[<prev] [next>] [<thread-prev] [thread-next>] [day] [month] [year] [list]
Message-ID: <54243873.9060509@freescale.com>
Date: Thu, 25 Sep 2014 10:44:51 -0500
From: German Rivera <German.Rivera@...escale.com>
To: Kim Phillips <kim.phillips@...escale.com>
CC: <gregkh@...uxfoundation.org>, <arnd@...db.de>,
<linux-kernel@...r.kernel.org>, <stuart.yoder@...escale.com>,
<scottwood@...escale.com>, <agraf@...e.de>,
<linuxppc-release@...ux.freescale.net>,
Erez Nir-RM30794 <nir.erez@...escale.com>
Subject: Re: [PATCH 1/3 v2] drivers/bus: Added Freescale Management Complex
APIs
On 09/24/2014 10:40 PM, Kim Phillips wrote:
> On Wed, 24 Sep 2014 21:23:59 -0500
> German Rivera <German.Rivera@...escale.com> wrote:
>
>> On 09/23/2014 07:49 PM, Kim Phillips wrote:
>>> On Fri, 19 Sep 2014 17:49:39 -0500
>>> "J. German Rivera" <German.Rivera@...escale.com> wrote:
>>>
>>>> + * Delay in microseconds between polling iterations while
>>>> + * waiting for MC command completion
>>>> + */
>>>> +#define MC_CMD_COMPLETION_POLLING_INTERVAL_USECS 500 /* 0.5 ms */
>>>> +
>>>> +int __must_check fsl_create_mc_io(struct device *dev,
>>>> + phys_addr_t mc_portal_phys_addr,
>>>> + uint32_t mc_portal_size,
>>>> + uint32_t flags, struct fsl_mc_io **new_mc_io)
>>>> +{
>>>> + struct fsl_mc_io *mc_io;
>>>> + void __iomem *mc_portal_virt_addr;
>>>> + struct resource *res;
>>>> +
>>>> + mc_io = devm_kzalloc(dev, sizeof(*mc_io), GFP_KERNEL);
>>>> + if (mc_io == NULL)
>>>> + return -ENOMEM;
>>>> +
>>>> + mc_io->dev = dev;
>>>> + mc_io->flags = flags;
>>>> + mc_io->portal_phys_addr = mc_portal_phys_addr;
>>>> + mc_io->portal_size = mc_portal_size;
>>>> + if (mc_io->flags & FSL_MC_PORTAL_SHARED_BY_INT_HANDLERS)
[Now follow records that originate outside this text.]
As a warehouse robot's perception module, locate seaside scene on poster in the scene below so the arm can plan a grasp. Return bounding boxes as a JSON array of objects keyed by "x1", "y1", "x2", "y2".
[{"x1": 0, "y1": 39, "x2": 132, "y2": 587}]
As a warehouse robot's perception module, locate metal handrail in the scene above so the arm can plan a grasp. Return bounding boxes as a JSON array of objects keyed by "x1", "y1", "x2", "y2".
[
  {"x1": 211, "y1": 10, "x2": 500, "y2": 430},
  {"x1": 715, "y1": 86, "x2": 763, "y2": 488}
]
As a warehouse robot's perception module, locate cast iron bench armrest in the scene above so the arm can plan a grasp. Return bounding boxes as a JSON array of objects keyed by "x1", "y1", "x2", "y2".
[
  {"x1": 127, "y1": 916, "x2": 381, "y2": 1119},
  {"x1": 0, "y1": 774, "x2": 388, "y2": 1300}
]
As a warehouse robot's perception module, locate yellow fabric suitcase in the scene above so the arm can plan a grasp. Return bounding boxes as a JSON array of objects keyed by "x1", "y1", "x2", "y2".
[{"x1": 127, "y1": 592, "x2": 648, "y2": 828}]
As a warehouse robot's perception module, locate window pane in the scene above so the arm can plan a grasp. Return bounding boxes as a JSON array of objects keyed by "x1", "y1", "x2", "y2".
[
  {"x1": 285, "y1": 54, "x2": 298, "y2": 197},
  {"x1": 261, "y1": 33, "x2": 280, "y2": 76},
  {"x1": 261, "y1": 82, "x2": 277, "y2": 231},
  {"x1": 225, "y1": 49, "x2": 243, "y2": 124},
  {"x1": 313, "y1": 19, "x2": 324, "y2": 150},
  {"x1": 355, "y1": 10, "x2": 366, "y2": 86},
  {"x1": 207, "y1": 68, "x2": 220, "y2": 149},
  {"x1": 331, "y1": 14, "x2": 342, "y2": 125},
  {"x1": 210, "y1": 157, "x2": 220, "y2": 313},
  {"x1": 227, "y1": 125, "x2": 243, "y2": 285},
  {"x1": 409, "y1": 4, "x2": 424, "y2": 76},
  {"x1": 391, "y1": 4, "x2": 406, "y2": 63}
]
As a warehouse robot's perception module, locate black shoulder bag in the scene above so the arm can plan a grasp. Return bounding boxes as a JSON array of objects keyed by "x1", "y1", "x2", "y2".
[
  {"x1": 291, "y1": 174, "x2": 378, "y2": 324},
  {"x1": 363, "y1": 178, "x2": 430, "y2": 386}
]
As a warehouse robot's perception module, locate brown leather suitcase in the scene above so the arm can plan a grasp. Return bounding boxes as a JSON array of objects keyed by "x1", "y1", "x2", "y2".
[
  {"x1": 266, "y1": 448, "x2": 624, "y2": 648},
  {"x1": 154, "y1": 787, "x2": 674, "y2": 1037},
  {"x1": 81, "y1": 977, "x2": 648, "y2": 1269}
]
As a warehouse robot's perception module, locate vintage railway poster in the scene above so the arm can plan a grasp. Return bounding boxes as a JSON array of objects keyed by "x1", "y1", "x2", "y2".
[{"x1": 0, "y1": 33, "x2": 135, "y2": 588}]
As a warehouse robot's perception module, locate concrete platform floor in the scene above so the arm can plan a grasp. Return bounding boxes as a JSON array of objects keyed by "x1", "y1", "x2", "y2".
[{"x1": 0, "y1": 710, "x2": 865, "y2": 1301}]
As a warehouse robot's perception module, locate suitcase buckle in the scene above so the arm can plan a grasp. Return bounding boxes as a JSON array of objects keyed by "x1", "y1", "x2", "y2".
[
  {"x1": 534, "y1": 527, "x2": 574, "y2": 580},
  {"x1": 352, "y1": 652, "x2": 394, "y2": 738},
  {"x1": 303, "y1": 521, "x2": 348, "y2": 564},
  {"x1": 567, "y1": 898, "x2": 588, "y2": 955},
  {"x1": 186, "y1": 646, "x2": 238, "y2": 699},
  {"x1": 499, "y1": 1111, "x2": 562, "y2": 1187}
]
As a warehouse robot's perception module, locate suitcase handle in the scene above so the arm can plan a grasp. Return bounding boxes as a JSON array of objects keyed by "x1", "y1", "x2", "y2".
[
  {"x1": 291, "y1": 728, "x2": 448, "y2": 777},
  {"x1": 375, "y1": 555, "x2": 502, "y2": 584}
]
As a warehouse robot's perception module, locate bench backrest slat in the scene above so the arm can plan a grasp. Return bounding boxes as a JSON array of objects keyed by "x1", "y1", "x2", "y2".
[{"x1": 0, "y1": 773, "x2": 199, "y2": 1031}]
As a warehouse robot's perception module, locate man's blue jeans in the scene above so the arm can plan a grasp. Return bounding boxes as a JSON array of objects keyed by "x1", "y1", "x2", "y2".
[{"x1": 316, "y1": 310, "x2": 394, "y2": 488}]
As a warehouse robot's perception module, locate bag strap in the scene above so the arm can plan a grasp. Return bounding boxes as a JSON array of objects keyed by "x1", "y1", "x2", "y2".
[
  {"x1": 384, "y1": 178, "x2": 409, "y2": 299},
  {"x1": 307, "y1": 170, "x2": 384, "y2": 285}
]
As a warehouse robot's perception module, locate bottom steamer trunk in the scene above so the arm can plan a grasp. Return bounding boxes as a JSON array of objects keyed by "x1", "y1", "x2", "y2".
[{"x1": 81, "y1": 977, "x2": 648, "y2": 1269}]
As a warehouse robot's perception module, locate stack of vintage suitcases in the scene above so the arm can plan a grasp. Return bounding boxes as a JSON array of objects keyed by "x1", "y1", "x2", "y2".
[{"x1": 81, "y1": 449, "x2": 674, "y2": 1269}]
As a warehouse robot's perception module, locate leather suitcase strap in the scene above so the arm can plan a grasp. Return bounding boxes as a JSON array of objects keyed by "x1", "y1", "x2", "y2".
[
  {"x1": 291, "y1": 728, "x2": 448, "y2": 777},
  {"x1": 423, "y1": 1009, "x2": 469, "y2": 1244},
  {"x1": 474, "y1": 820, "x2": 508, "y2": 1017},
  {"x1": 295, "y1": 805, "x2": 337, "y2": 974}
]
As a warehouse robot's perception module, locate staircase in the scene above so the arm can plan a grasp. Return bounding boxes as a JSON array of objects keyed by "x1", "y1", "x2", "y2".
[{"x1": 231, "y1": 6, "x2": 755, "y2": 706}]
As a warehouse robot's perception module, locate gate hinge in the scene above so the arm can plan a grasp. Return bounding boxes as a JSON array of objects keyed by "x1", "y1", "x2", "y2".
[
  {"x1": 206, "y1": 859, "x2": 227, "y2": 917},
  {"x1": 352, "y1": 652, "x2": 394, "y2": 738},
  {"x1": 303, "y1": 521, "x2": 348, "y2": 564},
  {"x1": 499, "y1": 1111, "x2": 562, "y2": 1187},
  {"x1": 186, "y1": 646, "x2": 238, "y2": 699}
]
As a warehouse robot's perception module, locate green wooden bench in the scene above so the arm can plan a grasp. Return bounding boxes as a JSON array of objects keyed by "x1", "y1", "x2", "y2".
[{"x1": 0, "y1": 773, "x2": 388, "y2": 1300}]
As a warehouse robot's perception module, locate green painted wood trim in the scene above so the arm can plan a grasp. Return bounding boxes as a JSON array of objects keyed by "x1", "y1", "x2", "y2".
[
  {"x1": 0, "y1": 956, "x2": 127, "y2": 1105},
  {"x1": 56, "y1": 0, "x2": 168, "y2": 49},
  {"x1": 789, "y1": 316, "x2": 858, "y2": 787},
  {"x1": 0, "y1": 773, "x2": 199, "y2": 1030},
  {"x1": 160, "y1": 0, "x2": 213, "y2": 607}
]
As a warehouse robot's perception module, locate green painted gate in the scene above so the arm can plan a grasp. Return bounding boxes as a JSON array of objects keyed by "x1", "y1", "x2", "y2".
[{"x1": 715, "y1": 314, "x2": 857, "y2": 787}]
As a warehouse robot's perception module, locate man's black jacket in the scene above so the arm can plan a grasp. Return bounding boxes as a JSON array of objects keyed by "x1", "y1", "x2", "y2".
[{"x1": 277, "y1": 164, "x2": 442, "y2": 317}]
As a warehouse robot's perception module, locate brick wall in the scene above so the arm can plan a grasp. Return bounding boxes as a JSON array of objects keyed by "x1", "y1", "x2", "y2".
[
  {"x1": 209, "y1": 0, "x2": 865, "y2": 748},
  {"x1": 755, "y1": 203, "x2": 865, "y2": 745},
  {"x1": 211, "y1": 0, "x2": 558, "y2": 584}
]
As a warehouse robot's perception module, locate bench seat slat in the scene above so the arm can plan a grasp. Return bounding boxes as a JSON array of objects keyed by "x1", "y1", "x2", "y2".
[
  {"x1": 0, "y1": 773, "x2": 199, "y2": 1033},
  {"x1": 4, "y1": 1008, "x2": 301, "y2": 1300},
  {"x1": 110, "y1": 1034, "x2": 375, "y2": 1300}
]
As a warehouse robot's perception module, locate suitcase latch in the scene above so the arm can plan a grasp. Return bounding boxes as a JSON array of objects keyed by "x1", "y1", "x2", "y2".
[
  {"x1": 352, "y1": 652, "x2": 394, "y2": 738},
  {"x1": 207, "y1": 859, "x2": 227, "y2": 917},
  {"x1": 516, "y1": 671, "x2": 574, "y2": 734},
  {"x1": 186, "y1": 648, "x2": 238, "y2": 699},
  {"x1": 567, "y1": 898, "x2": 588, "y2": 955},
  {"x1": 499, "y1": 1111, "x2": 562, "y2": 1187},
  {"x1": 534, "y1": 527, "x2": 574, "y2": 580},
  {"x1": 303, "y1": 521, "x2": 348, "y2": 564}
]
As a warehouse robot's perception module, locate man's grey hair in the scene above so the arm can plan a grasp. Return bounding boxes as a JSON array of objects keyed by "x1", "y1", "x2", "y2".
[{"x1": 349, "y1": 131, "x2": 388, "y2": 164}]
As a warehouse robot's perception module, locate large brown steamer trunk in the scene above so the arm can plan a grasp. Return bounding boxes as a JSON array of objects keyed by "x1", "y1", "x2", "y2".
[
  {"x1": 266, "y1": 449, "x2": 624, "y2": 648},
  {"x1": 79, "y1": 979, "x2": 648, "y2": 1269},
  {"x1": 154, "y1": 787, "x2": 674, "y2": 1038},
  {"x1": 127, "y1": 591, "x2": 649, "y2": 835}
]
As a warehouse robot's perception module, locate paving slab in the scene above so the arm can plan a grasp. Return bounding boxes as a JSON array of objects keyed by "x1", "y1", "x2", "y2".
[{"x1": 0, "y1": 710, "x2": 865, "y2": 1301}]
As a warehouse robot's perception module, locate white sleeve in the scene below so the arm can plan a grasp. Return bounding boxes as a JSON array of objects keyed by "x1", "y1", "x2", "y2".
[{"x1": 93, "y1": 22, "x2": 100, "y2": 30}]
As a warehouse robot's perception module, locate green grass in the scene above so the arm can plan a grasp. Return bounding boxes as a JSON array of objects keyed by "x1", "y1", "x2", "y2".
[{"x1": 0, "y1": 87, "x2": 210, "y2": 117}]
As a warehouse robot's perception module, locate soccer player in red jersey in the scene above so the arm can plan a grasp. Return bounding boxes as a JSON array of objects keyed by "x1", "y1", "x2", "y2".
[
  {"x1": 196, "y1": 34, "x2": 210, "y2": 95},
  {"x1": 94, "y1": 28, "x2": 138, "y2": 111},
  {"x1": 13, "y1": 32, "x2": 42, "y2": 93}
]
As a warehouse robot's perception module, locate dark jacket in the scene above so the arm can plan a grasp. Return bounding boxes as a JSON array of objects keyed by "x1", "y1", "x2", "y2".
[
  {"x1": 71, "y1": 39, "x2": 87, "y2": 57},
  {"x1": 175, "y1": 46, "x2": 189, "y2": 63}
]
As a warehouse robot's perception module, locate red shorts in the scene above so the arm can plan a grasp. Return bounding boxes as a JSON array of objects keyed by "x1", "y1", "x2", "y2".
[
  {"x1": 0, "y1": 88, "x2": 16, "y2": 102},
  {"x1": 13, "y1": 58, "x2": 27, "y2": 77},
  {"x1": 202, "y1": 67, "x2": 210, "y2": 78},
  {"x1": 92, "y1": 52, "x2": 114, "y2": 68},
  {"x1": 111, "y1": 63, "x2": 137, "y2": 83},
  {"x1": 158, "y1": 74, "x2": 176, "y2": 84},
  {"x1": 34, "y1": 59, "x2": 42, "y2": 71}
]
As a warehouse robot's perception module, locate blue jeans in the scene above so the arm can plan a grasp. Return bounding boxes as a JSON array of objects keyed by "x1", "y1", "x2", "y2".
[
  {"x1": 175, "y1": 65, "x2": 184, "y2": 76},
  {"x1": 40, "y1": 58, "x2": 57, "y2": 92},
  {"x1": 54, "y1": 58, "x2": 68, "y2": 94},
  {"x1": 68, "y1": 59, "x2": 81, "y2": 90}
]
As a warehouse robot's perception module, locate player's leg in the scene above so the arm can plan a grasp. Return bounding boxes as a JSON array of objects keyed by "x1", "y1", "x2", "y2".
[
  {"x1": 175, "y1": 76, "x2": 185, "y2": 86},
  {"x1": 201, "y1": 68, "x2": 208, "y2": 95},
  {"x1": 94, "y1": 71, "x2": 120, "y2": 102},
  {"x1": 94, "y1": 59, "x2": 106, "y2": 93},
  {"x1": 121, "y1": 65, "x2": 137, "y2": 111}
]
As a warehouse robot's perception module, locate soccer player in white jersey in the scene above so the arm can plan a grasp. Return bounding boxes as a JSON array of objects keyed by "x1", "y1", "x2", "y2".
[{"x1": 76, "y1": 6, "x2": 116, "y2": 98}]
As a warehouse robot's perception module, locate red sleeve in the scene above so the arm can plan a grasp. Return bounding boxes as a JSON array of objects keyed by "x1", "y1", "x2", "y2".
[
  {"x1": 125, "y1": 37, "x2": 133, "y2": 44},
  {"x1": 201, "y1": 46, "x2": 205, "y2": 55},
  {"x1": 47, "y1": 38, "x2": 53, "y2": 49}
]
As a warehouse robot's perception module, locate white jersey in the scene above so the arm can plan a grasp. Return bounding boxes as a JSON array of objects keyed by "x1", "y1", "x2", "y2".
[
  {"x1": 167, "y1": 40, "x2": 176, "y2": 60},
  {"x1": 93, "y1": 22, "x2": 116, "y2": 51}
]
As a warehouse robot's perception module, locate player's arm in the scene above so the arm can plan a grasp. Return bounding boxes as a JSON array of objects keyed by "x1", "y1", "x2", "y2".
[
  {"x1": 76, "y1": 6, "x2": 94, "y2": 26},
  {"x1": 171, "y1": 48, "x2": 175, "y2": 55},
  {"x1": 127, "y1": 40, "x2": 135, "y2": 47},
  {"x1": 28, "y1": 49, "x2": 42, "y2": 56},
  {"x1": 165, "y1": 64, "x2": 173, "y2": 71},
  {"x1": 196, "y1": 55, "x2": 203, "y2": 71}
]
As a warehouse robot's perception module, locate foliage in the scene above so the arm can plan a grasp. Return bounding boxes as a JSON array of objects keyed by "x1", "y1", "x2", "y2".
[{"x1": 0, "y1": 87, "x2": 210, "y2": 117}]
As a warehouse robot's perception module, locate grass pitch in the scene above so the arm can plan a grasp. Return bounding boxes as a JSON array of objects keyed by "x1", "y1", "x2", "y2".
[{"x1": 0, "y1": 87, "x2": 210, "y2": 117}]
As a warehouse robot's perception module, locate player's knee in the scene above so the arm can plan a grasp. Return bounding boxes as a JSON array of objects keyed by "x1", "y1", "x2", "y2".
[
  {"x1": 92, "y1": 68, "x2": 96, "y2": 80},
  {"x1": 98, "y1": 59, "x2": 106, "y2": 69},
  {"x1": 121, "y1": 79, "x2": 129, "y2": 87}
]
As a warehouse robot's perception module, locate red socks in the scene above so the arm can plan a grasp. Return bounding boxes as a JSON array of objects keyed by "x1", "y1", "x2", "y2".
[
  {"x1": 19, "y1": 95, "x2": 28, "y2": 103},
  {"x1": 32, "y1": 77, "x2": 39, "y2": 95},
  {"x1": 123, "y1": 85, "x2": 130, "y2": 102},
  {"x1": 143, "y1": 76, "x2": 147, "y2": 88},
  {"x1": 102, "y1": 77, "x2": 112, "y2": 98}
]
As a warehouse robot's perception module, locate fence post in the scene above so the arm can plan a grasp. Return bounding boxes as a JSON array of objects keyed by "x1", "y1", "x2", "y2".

>>>> + spin_lock_init(&mc_io->spinlock);
>>>
>>> I'm confused - this patseries doesn't register an interrupt handler,
>>> so this can't be true (or it's premature if it will, in which case
>>> it should be left out for now).
>>>
>>> However, if somehow users of this code register an IRQ handler for
>>> the portal (I don't see any users to tell how they get the IRQ line
>>> either?), then it's up to them to establish mutual exclusion rules
>>> for access, among themselves. Unless you think they will be calling
>>> mc_send_command from h/w IRQ context, in which case I'd reconsider
>>> that assumption because send_command looks like it'd take too long
>>> to get an answer from the h/w - IRQ handlers should just ack the h/w
>>> IRQ, and notify the scheduler that the driver has work to do (in s/w
>>> IRQ context perhaps).
>>>
>> Although not included in this patch series, there are cases in
>> subsequent patch series, in which mc_send_command() will need to be
>> called from interrupt context.
>>
>> For example, the dprc_get_irq_status() needs to be called from the DPRC
>> ISR to determine the actual cause of the interrupt. Also, to clear
>> the interrupt the dprc_clear_irq_status() needs to be called from the
>> ISR. Both od these functions call mc_send_command():
>
> yet mc_send_command itself has the capability to trigger a h/w IRQ,
> no? So how is that expected to work, given h/w IRQ handlers run
> with IRQs turned off?
>
"MC command completion" interrupts has not been implemented in the MC
firmware, so sending a command to the MC does not currently trigger an
interrupt by itself. I imagine that when "MC completion interrupts" get
implemented, a flag will be available in the MC command header to
indicate whether or not a "completion interrupt" is wanted. Different
MC commands have different latencies. So, enabling generation
of completion interrupts, is something that should be done only
for long-latency MC commands. For low-latency MC commands commands,
(including those that can be called in interrupt context) such as
inspecting interrupt status or clearing interrupts, polling for
completion would be a more efficient choice.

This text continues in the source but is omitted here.